Winter returned to us in March, after an incredibly warm and dry February. But alas, spring is inevitable, and all critters, humans included, emerge  from their caves in April looking for adventure!

Biking on Foothill Road & Carson River Road

A view from Carson River Road
                                                                                A view from Carson River Road

One of the most pleasurable things to do in the Carson Valley this time of year is to ride a bike! Opportunities abound for all levels of road and mountain bike enthusiasts. For our maiden voyage, Erik and I headed out Foothill Road to Fredricksburg and Carson River Road. Very scenic and easily accessible, this ride gives a ton of bang for the buck! (For more information Click Here.)

If you are a rookie like us, don’t be intimidated by the bike jocks that invade this route; despite our commuter bikes and ragtag appearances, they were actually quite congenial. I even overheard one remark to another as they whizzed past us, “I really admire people who ride bikes like that “! For ride suggestions, the Alta Alpina cycling club has a great website (insert link).

Jobe's Peak
                                                                            View of Jobe’s Peak from Foothill Road

Hike of the Month — Rickey Canyon

View of Smith Valley and the Wassuk Range from the Rickey Canyon Trail
   View of Smith Valley and the Wassuk Range from the Rickey Canyon Trail

If you’re more interested in keeping your feet on the ground, there are plenty of fantastic hikes in the Carson Valley. For easily accessible, well-groomed and moderately well-traveled trails, see the CVTA website and previous Carson Valley Correspondence. Or for a uniquely Nevada-style adventure, step out of your comfort zone and go “outbacking.” Rickey Canyon can be accessed from Upper Colony Road in Smith Valley, NV. This well-marked BLM access point leads into the Burbank Canyon Wilderness Study Area, with fantastic views of rocky cliffs and distant mountain ranges (the Wassuk Range and beyond, the Sweetwaters, and the Eastern Sierra. Although much of the area has been burned in recent fires, there are vast slopes of beautiful well-established bunch grasses and pockets of enormous decadent mountain mahogany.

We encountered not another soul on our seven hour journey, and it was evident from the condition of the road that it had not been used by humans for months (only critter tracks marred the snow cover). On the way up Rickey Canyon, we were treated to an ungulate sighting (group of pronghorn antelope?), and five miles in, to breathtaking vistas of Topaz Lake, the East Walker River and the Sierra. The elevation gain makes this a tough and chilly trek, so bring a lunch, water and a coat and hat! And if you want to be able to walk the next day, be prepared to take some rest stops (ouch!).

Carson Valley Happenings:

The Carson Valley Visitor’s Authority website cannot be beat as a reference to local happenings catering to a variety of tastes and preferences, but I’ll highlight my favorites here.

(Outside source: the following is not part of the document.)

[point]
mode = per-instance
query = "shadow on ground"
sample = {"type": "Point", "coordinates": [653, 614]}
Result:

The Carson Valley Arts Council  (CVAC) hosts a screamin’ series of art exhibits and concerts at the Copeland Gallery and CVIC Hall. This month’s trio of artists, Carolyn Denning, Cheyenne McAfee and NancyRaven, present an eclectic and imaginative grouping of art ranging from tinwork to pinhole photography. The CVAC concert offering this month is Run Boy Run, whose tunes range from lyrical to joyful and even raucous, playing April 22 at the CVIC Hall in Minden.

Cartoon by Erik Holland
                                               Cartoon by Erik Holland

Country music singer and wild horse advocate Lacy J. Dalton will be performing at the Carson Valley Inn April 8 at 7 pm, and there is a huge lineup of performers slated for the Genoa Cowboy Festival April 28-May 1.

Speaking of country, the Douglas County Commission voted recently to “amend” the Master Plan to allow increased residential density and commercial development on and around the Corley Ranch, a beautiful agricultural area near the Ruhenstroth community south of Gardnerville. This move has prompted many local residents to ask, “Why have a Master Plan?”